Timed with and likely designed to accompany Warner Home Video’s new Clint Eastwood box (Clint Eastwood: 35 Years 35 Films at Warner Bros.), The Eastwood Factor is essentially an extended DVD featurette on one of cinema’s most successful and busiest filmmakers.
Although his directorial career began at Universal with Play Misty for Me (1971), Eastwood made films at Universal and Warner Bros. before the latter studio offered him a permanent home to develop projects – and he’s stayed at WB for more than 40 years.
Writer/director Richard Schickel has grouped clips (some widescreen, a few full screen) from Eastwood’s WB films into an ongoing stream of iconic figures (anti-heroes, men coming to terms with their violent lives or thrust into violence, talented but self-destructive men) and genre twists (the spaghetti western reformulated as contemporary and nostalgic tributes), and as a basic into to Eastwood’s work as an actor and director, the doc will definitely motivate newbies to seek out his westerns, crime films, dramas, comedies, and war films, whereas fans will probably revisit favourites.
Schickel intercuts a few interviews with Eastwood, most taped at different times, and the actor/director is true to his screen persona as a man of few words. Eastwood articulates concisely his feelings about antiheroes and violence, and he also speaks of the more personal films he’s directed, most notably White Hunter Black Heart (1990), the underrated A Perfect World (1993), Bird (1988), and Honkytonk Man (1982).
The narration (spoken by Morgan Freeman) expands on Eastwood’s thoughts, but just slightly; the film clips obviously demonstrate Eastwood’s favourite themes and character obsessions, but the doc’s running time and genial tone ultimately leaves little room for any provocative, critical thoughts.
There’s also a detour that has Eastwood shown the wardrobe from his classic films by costume designer Deborah Hopper, which initially feels like fluff, but actually functions as a simple venue to name-drop several films not excerpted in the doc.
There’s some material regarding Eastwood’s early years as an actor at WB, doing bit parts in shows like Maverick, and his current home base at WB, where he maintains his production offices and aided in saving the recording studio (now branded the Eastwood Scoring Stage) where the music to many of his films were recorded.

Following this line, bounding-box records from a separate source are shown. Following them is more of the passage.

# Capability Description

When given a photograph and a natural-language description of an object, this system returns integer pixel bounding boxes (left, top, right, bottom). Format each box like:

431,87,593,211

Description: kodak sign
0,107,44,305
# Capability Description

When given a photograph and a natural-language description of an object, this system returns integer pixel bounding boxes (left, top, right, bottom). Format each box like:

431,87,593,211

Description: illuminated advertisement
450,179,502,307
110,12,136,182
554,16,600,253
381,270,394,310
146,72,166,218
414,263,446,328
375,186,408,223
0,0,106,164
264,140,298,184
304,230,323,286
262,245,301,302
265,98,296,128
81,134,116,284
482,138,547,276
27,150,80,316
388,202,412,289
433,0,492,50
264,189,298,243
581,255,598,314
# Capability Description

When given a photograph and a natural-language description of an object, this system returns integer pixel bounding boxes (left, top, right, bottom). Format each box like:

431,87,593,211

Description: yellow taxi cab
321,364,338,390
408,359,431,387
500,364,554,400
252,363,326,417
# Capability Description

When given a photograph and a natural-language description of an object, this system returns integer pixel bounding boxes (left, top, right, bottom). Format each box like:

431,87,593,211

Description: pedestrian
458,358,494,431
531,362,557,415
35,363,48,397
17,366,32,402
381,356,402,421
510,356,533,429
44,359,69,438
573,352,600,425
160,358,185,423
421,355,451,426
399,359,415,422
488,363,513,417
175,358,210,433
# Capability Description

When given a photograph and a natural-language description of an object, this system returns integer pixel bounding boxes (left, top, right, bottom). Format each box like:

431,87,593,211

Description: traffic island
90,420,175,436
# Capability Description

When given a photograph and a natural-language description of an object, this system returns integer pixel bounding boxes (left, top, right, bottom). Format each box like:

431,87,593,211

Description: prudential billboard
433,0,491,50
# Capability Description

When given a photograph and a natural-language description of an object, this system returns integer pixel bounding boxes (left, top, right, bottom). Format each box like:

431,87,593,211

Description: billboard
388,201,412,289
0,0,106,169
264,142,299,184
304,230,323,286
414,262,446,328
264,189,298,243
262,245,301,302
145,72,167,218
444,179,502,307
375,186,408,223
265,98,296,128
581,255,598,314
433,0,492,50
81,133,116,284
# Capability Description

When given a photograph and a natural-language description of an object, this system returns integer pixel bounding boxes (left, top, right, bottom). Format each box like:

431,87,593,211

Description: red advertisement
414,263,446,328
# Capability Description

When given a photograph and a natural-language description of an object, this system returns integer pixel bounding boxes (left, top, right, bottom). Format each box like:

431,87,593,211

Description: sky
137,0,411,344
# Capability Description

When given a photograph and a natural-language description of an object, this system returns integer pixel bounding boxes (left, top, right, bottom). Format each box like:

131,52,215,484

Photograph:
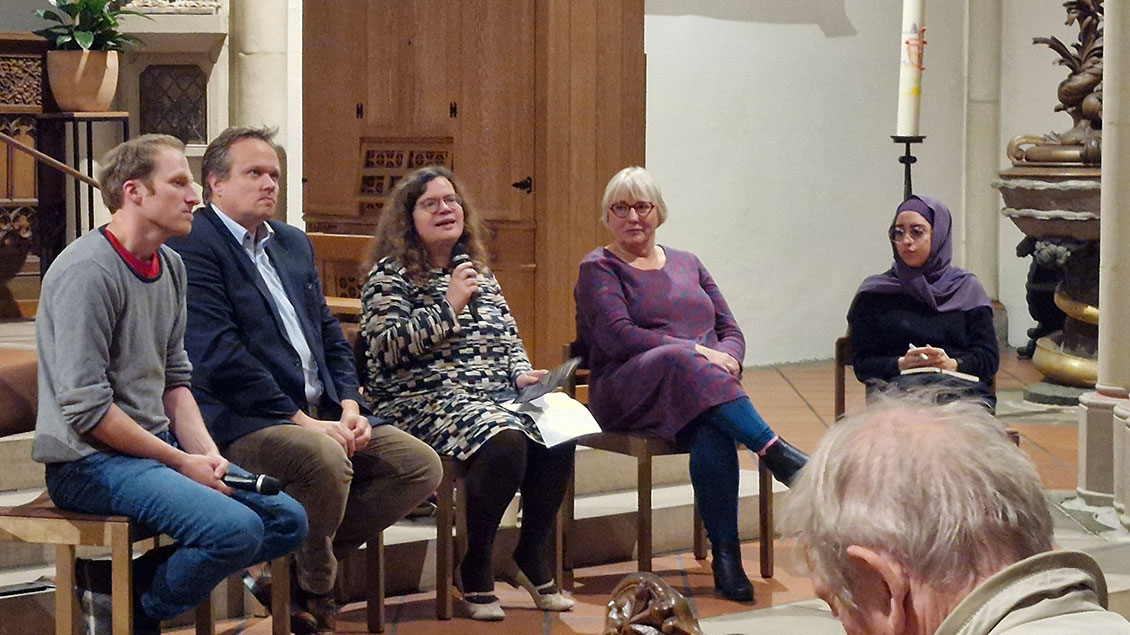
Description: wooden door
364,0,462,138
454,0,537,357
302,1,367,218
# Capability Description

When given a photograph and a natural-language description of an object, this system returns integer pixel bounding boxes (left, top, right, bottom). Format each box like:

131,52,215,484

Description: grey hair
98,133,184,212
200,125,278,202
779,391,1052,606
600,165,667,227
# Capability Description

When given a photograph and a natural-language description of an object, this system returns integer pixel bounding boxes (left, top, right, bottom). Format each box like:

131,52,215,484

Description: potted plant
35,0,148,112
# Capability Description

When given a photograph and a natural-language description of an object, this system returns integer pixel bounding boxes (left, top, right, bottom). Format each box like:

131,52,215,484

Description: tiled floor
0,323,1093,635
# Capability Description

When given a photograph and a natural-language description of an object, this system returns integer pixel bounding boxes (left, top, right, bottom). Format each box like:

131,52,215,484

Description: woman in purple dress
573,167,808,601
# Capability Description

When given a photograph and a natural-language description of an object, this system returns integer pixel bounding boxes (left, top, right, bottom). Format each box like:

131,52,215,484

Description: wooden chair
435,456,467,619
0,362,290,635
306,232,373,322
564,342,773,581
435,455,565,619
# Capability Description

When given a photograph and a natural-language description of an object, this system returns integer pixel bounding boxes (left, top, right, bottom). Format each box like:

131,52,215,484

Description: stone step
576,446,690,496
0,433,43,492
0,433,705,496
0,470,785,615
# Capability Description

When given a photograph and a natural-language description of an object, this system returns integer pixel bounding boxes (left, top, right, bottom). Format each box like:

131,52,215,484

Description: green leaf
35,9,64,24
75,31,94,50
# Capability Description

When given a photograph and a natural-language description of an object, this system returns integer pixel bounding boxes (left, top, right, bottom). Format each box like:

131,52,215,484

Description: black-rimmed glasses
608,201,655,218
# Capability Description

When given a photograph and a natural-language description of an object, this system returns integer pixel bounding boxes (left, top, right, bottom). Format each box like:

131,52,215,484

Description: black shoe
760,436,808,485
711,542,754,602
290,584,338,635
241,569,273,615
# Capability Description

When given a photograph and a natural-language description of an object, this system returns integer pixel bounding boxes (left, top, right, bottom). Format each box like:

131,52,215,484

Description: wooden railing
0,132,99,190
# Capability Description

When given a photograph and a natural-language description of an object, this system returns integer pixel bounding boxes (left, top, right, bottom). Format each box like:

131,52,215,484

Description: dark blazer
166,206,360,447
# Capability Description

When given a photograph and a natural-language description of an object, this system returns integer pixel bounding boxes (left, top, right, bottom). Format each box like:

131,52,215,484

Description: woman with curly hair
360,166,574,620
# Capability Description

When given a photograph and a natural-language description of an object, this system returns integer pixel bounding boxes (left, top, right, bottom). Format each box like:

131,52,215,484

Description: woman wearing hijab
848,197,1000,410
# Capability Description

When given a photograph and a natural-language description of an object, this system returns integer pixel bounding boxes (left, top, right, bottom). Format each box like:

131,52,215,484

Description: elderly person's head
782,394,1052,635
373,165,487,282
600,166,667,252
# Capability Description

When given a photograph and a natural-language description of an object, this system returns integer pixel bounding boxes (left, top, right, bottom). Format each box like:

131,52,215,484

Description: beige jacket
936,551,1130,635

By filtering the doc through the words and work of Eastwood, it espouses to be a personal statement on a lengthy career, but the omission of collaborators and colleagues limits the information pool, so there’s nothing new for Eastwood fans. The doc closes with a brief section on Eastwood’s home in Carmel, but it feels like a perfunctory coda before the quick end credit crawl.
Perhaps what resonates the most from the doc is Eastwood’s longevity, his determination to avoid ruts and move between genres, his skill as a striking storyteller, and simple words from his father about being masculine through small gestures.
That last point is maybe key factor to Eastwood as a filmmaker, because his investigations of men grappling with violence, heroism, and weakness at pivotal moments in their lives all relate to what lies beneath the clichéd masculine archetype in cinema.